It's not about the product; it's about the relevance of the product and who would miss it if it was gone.
That's the message Dr. Göran Carstedt delivered in an afternoon strategy session last Friday hosted by the Whistler Centre for Sustainability and attended by local business leaders, stakeholders and committed Whistler citizens.
I've always had a bit of a hard time considering my town a product, but Carstedt quickly acknowledged it's not the product's brand that is key, it's the people involved. Actually, it's the "community" of people that is the strength of this place. It's the community of Whistler that makes this place relevant and the passionate people populating this community that represent the collaborative strength making Whistler resilient faced with any challenging situation.
Carstedt, who co-founded the Centre for Organizational Learning with Peter Senge, and formerly headed national divisions of IKEA and Volvo, was impressed on his first visit to Whistler. Not only was he impressed by the mountains, clean air and resort infrastructure, he was amazed at the entrepreneurial drive and passionate community collaboration which have, over time, turned this place from a beautiful grey and green hanging valley to a beautiful grey and green hanging valley complete with four season destination resort infrastructure hosting over 2 million folks a year - all this, in one generation.
"The key question is, 'Why are we here, and who would miss us if we were not here?'" Carstedt posed this question to over 150 Whistlerites who packed the Telus Whistler Conference Centre ballroom for a Friday evening community strategy session. Following an in-depth presentation on the urgency to lead from a collaborative point-of-view, which highlighted global climate change as the driving factor for a sense of urgency, Carstedt facilitated a discussion between community leaders from Whistler Blackcomb, Tourism Whistler, the Resort Municipality of Whistler and the Whistler Chamber of Commerce.

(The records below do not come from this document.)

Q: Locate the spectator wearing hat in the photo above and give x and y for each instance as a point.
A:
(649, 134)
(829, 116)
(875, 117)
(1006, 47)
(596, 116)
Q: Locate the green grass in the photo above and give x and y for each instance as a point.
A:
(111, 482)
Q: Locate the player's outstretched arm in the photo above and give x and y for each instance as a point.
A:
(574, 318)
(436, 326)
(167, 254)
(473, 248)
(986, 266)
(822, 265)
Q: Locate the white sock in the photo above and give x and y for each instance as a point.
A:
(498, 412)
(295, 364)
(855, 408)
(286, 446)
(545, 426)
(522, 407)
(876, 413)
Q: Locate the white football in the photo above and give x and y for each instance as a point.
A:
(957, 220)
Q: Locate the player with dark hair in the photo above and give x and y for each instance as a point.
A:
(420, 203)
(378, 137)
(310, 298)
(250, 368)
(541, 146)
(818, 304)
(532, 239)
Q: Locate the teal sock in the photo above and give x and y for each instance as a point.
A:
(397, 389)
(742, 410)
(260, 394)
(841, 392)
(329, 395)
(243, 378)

The community leaders assembled stressed that while business might be a challenge for the short term, we need to focus on strategies which will bridge short term issues to a positive future we can all share, built from the foundations that have existed here for millennia - clean air, impressive vistas, healthy, functioning ecosystems; creating and supporting businesses built on that foundation that are operating to enhance and protect the legacy upon which Whistler is built.
As an idea hatched from a Bob Barnett-authored
Pique
editorial, the evening session with Dr. Carstedt presented a massive opportunity for all of Whistler - from the greenest environmentalist to the "greenest" capitalist and everyone in between. To succeed and sustain ourselves in the face of any challenge is all about collaboration.
As Carstedt's colleague Senge describes in his book
The Necessary Revolution
, a learning organization is one in which "people continually expand their capacity to create the results they truly desire, where new and expansive patterns of thinking are nurtured, where collective aspiration is set free, and where people are continually learning to see the whole together."
Whistler2020, our shared vision for a successful, and ultimately sustainable future, is a community-built and implemented plan, process and toolkit to enable Whistlerites to co-create our collective aspirations. Our community is lucky, Carstedt said, to have a comprehensive sustainability plan that allows and supports Whistler's evolution, encouraging co-operative implementation of the future results we truly desire.
Organizational strategist Juanita Brown defines community in a way which fits well with our Whistler2020 vision and dovetails nicely with Carstedt's urgent call to continued, deeper collaborative action: "The word 'community' has old roots, going back to the Indo-European base mei, meaning 'change' or 'exchange.' Apparently, this root is joined with another root, kom meaning 'with,' together producing an Indo-European word kommein: "shared by all."
There are things in Whistler we all share: it is the nature of this place which drew us, including folks from around the world, to this valley. Now, our urgent call to action is to share and enable our collaborative Whistler2020 vision with each other and deepen our journey to the successful, sustainable future to which we all aspire.